Inaccuracies in BBC News reports on Tel Aviv gunman

After a week-long manhunt, on January 8th Israeli security forces located the terrorist who murdered three people in Tel Aviv a week beforehand and the attacker was killed after he opened fire on the police unit trying to arrest him.  The BBC News website reported the story in an article titled “Tel Aviv shooting suspect killed in northern Israel” which opens as follows:mosque Arara 1

“An Israeli Arab wanted for shooting dead three people in Tel Aviv on 1 January has been killed by security forces in northern Israel.

Nashat Melhem was tracked down to a mosque in his home town of Arara and killed in a gun battle, police said.” [emphasis added]

As the Times of Israel reported, that information was quickly shown to be inaccurate but, despite several other amendments having been made, the BBC’s report has not been updated accordingly.

“Channel 2 reported that the Israeli forces, from an elite police unit and the Shin Bet, had sought to capture him alive, but were fired upon by Milhem, who was using the same weapon he used for last Friday’s shootings.

Channel 2 said he was tracked down to a building where his family had lived in the past. The building is very close to the family’s current home. An initial report that Milhem was killed in a mosque in Umm a-Fahm was inaccurate.”

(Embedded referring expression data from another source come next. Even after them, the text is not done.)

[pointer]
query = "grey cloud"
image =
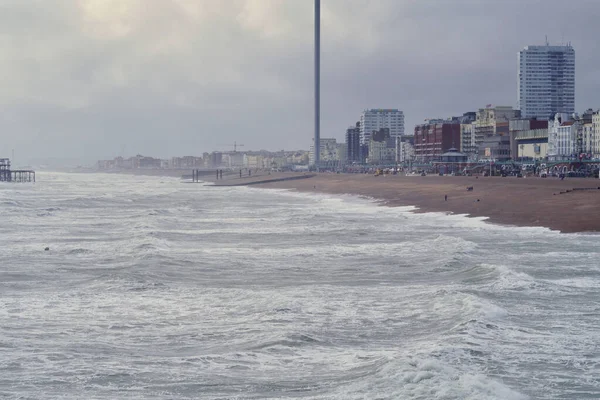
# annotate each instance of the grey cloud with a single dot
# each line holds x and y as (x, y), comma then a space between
(83, 78)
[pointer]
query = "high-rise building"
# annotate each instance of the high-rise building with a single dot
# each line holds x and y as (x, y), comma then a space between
(435, 137)
(546, 81)
(353, 153)
(377, 118)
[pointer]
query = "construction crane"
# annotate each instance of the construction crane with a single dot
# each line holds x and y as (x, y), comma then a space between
(235, 146)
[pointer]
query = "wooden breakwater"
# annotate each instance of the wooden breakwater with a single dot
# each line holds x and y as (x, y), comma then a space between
(10, 175)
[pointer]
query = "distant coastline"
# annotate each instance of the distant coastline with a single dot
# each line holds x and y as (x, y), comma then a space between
(525, 202)
(535, 202)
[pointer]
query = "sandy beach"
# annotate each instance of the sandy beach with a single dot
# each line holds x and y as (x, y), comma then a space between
(509, 200)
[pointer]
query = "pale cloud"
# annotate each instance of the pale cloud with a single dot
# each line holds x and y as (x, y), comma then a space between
(167, 77)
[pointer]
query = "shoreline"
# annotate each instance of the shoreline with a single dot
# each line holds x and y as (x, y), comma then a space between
(509, 201)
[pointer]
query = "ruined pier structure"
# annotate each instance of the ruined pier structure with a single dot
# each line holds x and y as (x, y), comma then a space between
(18, 175)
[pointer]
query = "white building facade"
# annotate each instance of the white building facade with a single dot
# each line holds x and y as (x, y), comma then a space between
(546, 81)
(377, 118)
(596, 135)
(329, 151)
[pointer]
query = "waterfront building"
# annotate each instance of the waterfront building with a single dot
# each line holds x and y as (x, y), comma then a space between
(382, 147)
(530, 144)
(596, 133)
(519, 125)
(328, 151)
(435, 137)
(546, 81)
(376, 118)
(492, 121)
(353, 153)
(342, 153)
(467, 134)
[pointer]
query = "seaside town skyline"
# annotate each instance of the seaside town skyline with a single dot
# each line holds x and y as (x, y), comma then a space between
(546, 129)
(112, 77)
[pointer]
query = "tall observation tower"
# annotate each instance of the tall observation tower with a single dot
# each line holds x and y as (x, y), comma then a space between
(317, 144)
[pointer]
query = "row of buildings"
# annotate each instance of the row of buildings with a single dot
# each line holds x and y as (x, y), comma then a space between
(376, 138)
(252, 160)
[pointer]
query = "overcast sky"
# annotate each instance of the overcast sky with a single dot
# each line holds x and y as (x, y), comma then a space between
(89, 79)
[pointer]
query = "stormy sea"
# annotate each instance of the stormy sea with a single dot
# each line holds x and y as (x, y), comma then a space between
(152, 288)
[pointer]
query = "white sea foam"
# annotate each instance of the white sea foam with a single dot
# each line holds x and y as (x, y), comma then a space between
(152, 288)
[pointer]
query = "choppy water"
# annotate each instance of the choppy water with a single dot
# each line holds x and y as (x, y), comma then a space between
(158, 289)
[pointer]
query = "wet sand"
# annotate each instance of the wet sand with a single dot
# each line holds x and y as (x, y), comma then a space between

That same inaccuracy also appeared in another BBC News website report published on January 9th.

mosque Arara 2

In its reporting of the attack on January 1st, BBC News promoted irrelevant speculations about the background to the incident which still remain in situ on its website. Readers of this latest report are told that:

“Police have not yet established a motive for the Tel Aviv killings.”

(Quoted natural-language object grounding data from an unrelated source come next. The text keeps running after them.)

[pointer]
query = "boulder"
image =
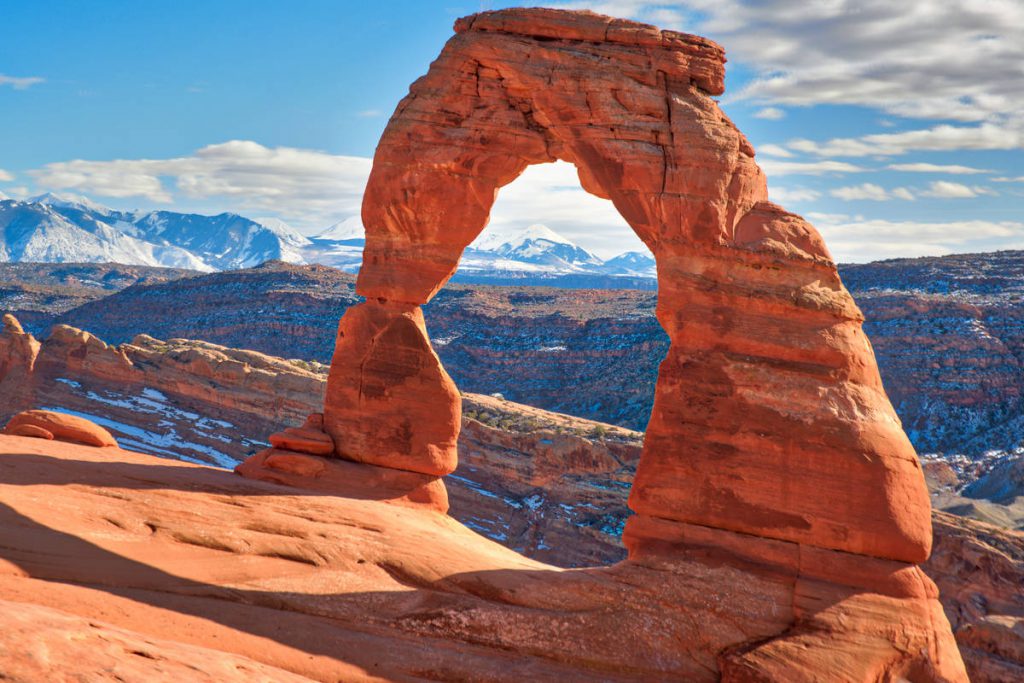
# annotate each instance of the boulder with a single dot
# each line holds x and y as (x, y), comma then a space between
(59, 426)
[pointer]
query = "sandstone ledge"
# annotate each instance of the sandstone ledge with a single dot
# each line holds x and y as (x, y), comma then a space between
(341, 589)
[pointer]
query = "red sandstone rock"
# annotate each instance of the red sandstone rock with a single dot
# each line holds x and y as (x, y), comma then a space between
(338, 589)
(339, 477)
(770, 418)
(389, 401)
(29, 430)
(770, 421)
(17, 358)
(43, 644)
(303, 440)
(61, 427)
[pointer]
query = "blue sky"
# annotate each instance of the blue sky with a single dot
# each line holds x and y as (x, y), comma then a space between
(896, 128)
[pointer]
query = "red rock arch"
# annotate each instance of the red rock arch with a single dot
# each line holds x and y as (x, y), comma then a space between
(769, 418)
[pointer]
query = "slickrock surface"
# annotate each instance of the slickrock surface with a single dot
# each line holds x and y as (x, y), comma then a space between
(781, 510)
(769, 415)
(549, 485)
(946, 333)
(45, 644)
(341, 589)
(50, 425)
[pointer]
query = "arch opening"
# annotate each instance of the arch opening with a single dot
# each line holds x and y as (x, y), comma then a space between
(769, 415)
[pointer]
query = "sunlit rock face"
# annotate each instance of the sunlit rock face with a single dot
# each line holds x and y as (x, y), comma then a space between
(769, 418)
(772, 446)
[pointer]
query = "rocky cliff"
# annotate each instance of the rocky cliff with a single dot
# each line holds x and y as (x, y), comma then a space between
(551, 486)
(946, 332)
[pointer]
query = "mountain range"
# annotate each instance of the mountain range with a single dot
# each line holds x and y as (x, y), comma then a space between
(68, 228)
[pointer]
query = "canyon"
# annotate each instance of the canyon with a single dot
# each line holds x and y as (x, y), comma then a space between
(945, 331)
(550, 486)
(777, 518)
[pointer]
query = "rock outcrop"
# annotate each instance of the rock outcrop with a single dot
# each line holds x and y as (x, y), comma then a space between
(780, 509)
(769, 417)
(771, 440)
(59, 426)
(337, 589)
(548, 485)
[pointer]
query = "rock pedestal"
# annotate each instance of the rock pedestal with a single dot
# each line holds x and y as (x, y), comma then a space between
(770, 421)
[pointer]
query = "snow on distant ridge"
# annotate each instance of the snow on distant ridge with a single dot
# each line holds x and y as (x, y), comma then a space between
(65, 227)
(345, 230)
(284, 230)
(61, 228)
(493, 241)
(69, 201)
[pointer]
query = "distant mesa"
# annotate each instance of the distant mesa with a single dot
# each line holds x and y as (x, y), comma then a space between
(780, 511)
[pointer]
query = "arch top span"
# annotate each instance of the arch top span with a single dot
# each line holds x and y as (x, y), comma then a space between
(629, 104)
(769, 418)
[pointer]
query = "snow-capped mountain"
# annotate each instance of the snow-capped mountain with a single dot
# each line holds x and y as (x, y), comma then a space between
(633, 263)
(532, 252)
(349, 230)
(33, 231)
(68, 201)
(284, 230)
(536, 245)
(67, 227)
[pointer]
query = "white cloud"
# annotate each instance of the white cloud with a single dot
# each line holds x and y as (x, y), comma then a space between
(938, 138)
(891, 55)
(860, 240)
(793, 195)
(309, 187)
(868, 191)
(19, 83)
(774, 151)
(946, 189)
(773, 167)
(770, 113)
(937, 168)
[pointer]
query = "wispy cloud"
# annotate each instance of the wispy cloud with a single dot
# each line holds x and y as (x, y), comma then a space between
(952, 169)
(938, 138)
(857, 239)
(20, 83)
(946, 189)
(307, 185)
(774, 167)
(870, 191)
(793, 195)
(774, 151)
(770, 113)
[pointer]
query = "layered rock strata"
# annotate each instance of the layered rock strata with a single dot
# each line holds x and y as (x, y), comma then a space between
(548, 485)
(336, 589)
(50, 425)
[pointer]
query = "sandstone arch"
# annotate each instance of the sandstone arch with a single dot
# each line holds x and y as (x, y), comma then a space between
(769, 419)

BBC News did not cover the subsequent week-long search for the attacker and audiences remain unaware of the fact that in addition to the Simta bar – where two of the victims were shot dead – Nashat Milhem targeted a nearby café and a restaurant. This article also fails to provide that information – which is obviously relevant to any reporting on the topic of motive.

Unlike the BBC, Hamas has no doubts about Milhem’s motive.

“The television network of Palestinian terror group Hamas on Friday evening said Arab Israeli gunman Nashat Milhem “died as a shahid [martyr] from shooting by occupation forces,” after he was killed in a shootout Friday afternoon with officers from the police and Shin Bet security service. […]

The station also showed footage, filmed before Friday’s events, of Hamas leader Ismail Haniyeh addressing hundreds of Palestinians in Gaza City.

“He went in the streets of Tel Aviv like a brave hero,” Haniyeh said of Milhem, “in order to bring them death.””

The BBC has refrained from informing its audiences about Hamas’ glorification of the attack.